Scratch the part about the silver,in the organs as I only found that in a few,and it seemed as if it was plated.
I averaged about 2 dwt of palladium from the organs like M-3,just from the bussbars.
Then there is all the little contacts also.

Current 2 Dwt palladium value;
http://www.dendritics.com/scales/metal-calc.asp?WeightU=2&Units=dwt&Metal=Pd&PurityC=1.000&Purity=1&PrOzt=&CurrencyN=USD&Markup=0

It is also a pretty lot of work for the palladium.I got all mine for free,I lost count but probably got about 15 or so by now.There is a free one on Phila. Craigslist that I passed up on.I don't think I would pay $50 for one to scrap.

Jim


----------



## Ocean (Oct 30, 2010)

Thanks for the info.


----------



## jimdoc (Oct 30, 2010)

The Hammond CV had 5.4 dwt of palladium,so that one may be worth buying for $50.I just looked up the current value on that ($174.83);

http://www.dendritics.com/scales/metal-calc.asp?WeightU=5.4&Units=dwt&Metal=Pd&PurityC=1.000&Purity=1&PrOzt=&CurrencyN=USD&Markup=0

Jim


----------



## Ocean (Oct 31, 2010)

not sure of the model.

Have asked the lady and she doesn't know and can't/won't look on the back to tell me.
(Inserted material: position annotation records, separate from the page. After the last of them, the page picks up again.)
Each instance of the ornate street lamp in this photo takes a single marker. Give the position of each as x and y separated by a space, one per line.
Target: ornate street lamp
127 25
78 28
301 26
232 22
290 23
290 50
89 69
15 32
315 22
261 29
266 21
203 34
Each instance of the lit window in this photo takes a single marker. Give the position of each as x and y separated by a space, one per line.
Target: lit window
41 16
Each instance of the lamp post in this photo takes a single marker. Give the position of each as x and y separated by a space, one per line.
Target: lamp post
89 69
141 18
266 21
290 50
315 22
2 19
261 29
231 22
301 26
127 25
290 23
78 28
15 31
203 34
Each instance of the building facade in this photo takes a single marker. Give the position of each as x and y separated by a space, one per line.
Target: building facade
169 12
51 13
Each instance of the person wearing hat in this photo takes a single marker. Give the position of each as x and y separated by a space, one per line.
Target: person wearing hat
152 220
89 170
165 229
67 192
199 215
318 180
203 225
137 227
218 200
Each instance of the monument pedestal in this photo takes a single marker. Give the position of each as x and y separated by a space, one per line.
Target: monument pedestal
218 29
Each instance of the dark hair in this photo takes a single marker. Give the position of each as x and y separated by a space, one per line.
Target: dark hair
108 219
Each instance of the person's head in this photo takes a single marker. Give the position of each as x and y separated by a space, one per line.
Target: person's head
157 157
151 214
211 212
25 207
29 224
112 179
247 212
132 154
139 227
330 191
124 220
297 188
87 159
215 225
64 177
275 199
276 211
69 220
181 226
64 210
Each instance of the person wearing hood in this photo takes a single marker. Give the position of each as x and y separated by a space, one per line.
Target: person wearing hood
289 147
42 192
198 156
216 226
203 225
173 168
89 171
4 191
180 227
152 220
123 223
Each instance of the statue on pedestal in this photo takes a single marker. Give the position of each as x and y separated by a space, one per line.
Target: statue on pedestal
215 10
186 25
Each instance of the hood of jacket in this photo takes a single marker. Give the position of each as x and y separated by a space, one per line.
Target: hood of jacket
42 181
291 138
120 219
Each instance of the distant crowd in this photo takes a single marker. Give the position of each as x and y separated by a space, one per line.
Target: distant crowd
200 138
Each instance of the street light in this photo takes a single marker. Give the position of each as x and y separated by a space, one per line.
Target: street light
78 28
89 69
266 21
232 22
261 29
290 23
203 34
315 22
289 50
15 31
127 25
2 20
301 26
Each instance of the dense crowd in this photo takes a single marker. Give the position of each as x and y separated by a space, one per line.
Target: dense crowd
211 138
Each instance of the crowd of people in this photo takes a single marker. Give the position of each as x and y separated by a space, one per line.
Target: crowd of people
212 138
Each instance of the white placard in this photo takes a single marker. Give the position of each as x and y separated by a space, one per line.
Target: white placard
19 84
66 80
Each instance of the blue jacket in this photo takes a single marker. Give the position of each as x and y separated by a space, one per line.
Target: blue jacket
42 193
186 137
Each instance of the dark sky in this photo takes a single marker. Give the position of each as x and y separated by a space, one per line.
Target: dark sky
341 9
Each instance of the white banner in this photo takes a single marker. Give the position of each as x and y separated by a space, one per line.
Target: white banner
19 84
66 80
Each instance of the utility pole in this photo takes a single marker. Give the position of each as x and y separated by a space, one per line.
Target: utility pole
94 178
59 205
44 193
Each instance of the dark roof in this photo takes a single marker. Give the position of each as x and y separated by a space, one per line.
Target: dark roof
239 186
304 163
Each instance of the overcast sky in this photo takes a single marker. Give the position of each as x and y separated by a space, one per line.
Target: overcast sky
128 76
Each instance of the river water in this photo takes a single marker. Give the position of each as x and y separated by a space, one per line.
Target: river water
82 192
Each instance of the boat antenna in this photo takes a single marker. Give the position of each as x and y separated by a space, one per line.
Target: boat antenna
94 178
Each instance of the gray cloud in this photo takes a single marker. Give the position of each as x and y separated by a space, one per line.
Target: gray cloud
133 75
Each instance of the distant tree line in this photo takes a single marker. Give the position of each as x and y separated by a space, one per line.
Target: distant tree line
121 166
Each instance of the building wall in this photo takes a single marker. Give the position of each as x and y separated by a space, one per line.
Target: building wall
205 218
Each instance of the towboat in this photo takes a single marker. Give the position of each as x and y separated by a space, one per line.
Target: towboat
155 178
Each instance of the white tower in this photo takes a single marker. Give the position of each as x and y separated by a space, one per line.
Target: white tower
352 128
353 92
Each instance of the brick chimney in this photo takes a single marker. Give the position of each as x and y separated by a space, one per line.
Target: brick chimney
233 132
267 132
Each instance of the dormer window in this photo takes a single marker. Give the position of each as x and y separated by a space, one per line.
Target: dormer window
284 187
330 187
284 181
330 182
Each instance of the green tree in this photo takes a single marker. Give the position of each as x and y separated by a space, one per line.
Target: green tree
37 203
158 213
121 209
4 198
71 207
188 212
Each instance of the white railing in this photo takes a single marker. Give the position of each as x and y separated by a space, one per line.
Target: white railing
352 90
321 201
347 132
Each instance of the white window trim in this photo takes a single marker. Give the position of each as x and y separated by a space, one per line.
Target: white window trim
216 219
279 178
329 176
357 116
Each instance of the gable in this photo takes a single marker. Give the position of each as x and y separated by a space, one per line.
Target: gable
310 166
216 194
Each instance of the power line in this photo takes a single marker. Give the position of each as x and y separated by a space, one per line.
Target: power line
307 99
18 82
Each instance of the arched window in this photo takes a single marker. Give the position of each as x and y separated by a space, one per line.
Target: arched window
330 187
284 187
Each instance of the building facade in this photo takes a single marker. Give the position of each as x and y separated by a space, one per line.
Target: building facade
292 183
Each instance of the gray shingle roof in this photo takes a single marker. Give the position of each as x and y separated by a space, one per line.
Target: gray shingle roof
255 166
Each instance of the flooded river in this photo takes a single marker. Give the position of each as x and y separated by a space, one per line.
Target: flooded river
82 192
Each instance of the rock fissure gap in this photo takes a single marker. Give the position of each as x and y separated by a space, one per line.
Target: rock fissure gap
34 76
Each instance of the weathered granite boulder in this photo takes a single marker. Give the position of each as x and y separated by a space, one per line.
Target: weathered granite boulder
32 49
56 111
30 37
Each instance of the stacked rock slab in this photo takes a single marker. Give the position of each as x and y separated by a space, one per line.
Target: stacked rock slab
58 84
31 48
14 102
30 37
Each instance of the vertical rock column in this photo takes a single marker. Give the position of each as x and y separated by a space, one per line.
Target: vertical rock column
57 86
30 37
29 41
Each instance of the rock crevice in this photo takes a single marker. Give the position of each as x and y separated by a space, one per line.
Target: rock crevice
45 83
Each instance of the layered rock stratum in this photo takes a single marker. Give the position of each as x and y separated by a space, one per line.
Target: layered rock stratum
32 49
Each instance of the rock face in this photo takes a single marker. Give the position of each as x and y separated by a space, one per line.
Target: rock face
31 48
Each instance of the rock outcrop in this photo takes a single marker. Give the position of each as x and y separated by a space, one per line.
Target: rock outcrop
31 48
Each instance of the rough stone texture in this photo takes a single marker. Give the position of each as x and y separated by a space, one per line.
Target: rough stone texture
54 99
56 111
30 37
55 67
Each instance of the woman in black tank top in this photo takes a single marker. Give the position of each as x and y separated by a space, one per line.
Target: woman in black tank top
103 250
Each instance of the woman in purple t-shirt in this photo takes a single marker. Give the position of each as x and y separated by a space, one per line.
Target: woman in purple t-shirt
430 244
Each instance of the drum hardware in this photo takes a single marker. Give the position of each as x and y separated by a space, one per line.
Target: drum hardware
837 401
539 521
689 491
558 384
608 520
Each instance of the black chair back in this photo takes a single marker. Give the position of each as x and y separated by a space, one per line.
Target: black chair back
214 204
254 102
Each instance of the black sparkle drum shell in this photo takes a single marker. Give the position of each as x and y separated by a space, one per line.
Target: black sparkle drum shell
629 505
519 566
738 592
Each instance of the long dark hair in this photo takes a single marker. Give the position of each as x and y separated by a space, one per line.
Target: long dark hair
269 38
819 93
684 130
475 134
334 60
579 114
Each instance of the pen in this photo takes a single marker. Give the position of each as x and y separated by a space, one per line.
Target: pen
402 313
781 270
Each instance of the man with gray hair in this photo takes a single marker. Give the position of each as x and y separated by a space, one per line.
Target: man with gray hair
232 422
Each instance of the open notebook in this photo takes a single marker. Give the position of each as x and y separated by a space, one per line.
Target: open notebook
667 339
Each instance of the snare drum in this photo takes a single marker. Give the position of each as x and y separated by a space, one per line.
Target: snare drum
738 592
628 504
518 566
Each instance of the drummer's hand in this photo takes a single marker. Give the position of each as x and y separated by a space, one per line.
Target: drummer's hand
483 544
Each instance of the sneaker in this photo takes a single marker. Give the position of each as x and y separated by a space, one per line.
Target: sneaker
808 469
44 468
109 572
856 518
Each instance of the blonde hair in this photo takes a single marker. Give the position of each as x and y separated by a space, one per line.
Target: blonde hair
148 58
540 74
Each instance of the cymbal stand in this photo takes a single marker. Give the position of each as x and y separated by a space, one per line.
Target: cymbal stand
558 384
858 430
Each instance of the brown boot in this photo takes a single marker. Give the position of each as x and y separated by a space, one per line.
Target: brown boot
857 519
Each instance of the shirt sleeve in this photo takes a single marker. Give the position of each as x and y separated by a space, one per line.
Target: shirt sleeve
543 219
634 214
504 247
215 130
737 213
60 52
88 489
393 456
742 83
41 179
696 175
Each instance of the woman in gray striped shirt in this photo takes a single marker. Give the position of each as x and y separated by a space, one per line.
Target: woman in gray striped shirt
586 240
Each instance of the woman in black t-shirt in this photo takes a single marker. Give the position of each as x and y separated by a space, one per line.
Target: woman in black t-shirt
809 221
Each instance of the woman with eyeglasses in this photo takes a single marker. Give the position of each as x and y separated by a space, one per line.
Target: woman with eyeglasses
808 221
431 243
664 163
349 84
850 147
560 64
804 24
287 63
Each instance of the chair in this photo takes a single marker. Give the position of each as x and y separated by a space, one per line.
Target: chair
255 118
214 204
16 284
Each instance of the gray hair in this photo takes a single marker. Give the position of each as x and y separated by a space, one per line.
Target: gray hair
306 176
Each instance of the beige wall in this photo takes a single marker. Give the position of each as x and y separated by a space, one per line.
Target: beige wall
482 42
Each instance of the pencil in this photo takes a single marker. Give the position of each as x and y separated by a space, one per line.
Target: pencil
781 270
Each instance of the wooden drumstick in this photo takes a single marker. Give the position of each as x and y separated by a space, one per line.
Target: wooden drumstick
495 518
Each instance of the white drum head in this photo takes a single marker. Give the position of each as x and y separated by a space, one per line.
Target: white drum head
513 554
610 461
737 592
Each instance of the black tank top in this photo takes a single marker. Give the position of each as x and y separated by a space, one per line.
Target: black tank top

Also, I have a serious Newb question:

WHAT is "dwt"?  

Thanks


----------



## rusty (Oct 31, 2010)

Ocean said:


> WHAT is "dwt"?
> 
> Thanks


----------



## Barren Realms 007 (Oct 31, 2010)

Ocean said:


> not sure of the model.
> 
> Have asked the lady and she doesn't know and can't/won't look on the back to tell me.
> 
> ...



It's a penny weight..


----------



## Ocean (Oct 31, 2010)

Barren Realms 007 said:


> Ocean said:
> 
> 
> > not sure of the model.
> ...



Thanks


----------



## Ocean (Oct 31, 2010)

rusty said:


> Ocean said:
> 
> 
> > WHAT is "dwt"?
> ...



Beautiful, thanks Rusty


----------



## darshevo (Oct 31, 2010)

Excellent image Gil. Saved to the desktop, heck it might even BECOME my desktop

-Lance


----------



## pinman (Nov 11, 2010)

Does anyone know if a Wurlitzer model 805 uses palladium on the buss bars?


----------